三国时期《南州异物志》中记载:“甘蕉草类,望之如树。……华大如酒杯,形色如芙蓉。……其茎如芋。取,濩而煮之,则如丝,可纺绩也。”[1]这对芭蕉的属性、种类、功用进行了详细记载。东晋卞承之的《甘蕉赞》、谢灵运的《维摩诘经十譬八赞·芭蕉》,南朝沈约的《修竹弹甘蕉文》《咏甘蕉诗》等涵盖诗、文、赋的文学作品都是以芭蕉为主题进行创作的。由此可见,芭蕉早在魏晋时期就在文学中有着一席之地。
在中国艺术史上,芭蕉图案则紧随芭蕉文学之后,约在南北朝至隋朝时期出现。1982年在甘肃天水出土的一石棺葬床(甘肃省天水市博物馆藏),葬床东面中间石板、南面右数第二块石板上都刻有芭蕉图案[2]14-16。德国学者劳悟达认为,在现存材料的基础上,这可能是中国艺术史中出现的最早的芭蕉图像之一,而这个石棺可以追溯到公元6世纪末。
芭蕉作为绘画题材的普及性虽不及“国画四君子”或“岁寒三友”,但实际上,在众多绘画中都能见到芭蕉的身影。因为芭蕉树干高大,蕉叶长圆肥大,造型纯净,所以无论作为画面的配景,还是作为描绘主体,都有着一定的空间优势。尤其在明清时期,芭蕉广泛出现在各类主题绘画中,承载着丰富的文化意蕴。
一、作为人物画配景的芭蕉
芭蕉作为人物画背景最早可以追溯到唐时的敦煌壁画,莫高窟第431窟主室西壁(初唐)、榆林窟第25窟主室北壁(盛唐)、莫高窟第112窟主室南壁(中唐)都有芭蕉图案出现(1)参见敦煌研究院网站《数字敦煌·这里让你走进敦煌石窟》,https://www.e-dunhuang.com/,2022年8月30日查。。这些芭蕉图案画法简单、色彩单一,往往作为人物活动的背景。之后,唐末孙位的《高逸图》(图1,上海博物馆藏)、南宋传为苏汉臣的《蕉阴击球图》(图2,故宫博物院藏)、南宋佚名的《蕉石婴戏图》(图3,故宫博物院藏)、元代钱选的《芭蕉唐子图》(图4,东京国立博物馆藏)等人物画作中亦可窥见芭蕉的身影。而这种用芭蕉作为人物画背景的情况在明清时期大量涌现,且分布在不同类型、不同主题的人物绘画中。
图1 [唐]孙位《高逸图》局部
图3 [宋]佚名《蕉石婴戏图》(局部)
图4 [元]钱选《芭蕉唐子图》
(一)芭蕉与罗汉——佛理禅意的象征
如上文所说,芭蕉最早出现在人物画背景中可追溯到敦煌石窟壁画。敦煌石窟因传播佛教而开凿,芭蕉与佛教的关系可以说源远流长,在佛教人物画中承载着重要的文化意涵。

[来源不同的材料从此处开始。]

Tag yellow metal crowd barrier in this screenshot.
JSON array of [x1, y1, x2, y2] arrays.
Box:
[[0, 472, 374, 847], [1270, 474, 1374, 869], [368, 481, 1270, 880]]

到了明代,在晚明时期衰颓的政治格局下,出现儒、释、道三教调和的局面,士大夫们不再热衷于功名利禄,反而乐于与僧侣结交,出现了“士大夫无不谈禅”的局面[3]。晚明画家丁云鹏就是如此,他号“圣华居士”,本属于佛教信徒,又“尝谒紫柏、憨山大师,为佛门弟子,时聆普门开导,晚年栖心禅观”(4)余宥娴:《晚明三教调和思潮于绘画之表现初探——以丁云鹏〈三教图〉为例》,见“2011新异象论坛”,2011年12月25日。,因而对“佛理禅意”理解颇深,且能在佛教题材绘画中体现出来。“禅”是“禅那”的略称,音译自梵文dhyana,可理解为“静虑”,即安静地思虑。[4]芭蕉因其柔韧的枝条、宽大的蕉叶较容易营造出相对闭塞静谧的空间,因而芭蕉树下成了众罗汉参禅的好地方。丁云鹏于1596年绘的《应真云汇图》(台北故宫博物院藏),将众罗汉安置在茂密的草木之中,卷末是一株巨大的芭蕉树,展开的蕉叶在罗汉头顶形成弧形,叶脉根根分明。“应真”是佛教用语,译为“罗汉”。这是一幅十八罗汉图,为手卷,纸本水墨。丁云鹏善白描,用笔工整秀雅,其流畅婉转的线条让宽大的蕉叶显得灵动多姿、栩栩如生。在芭蕉树下,众罗汉或坐或立,相互交谈,仿佛蕉叶间就蕴含着罗汉们交流的佛言禅语。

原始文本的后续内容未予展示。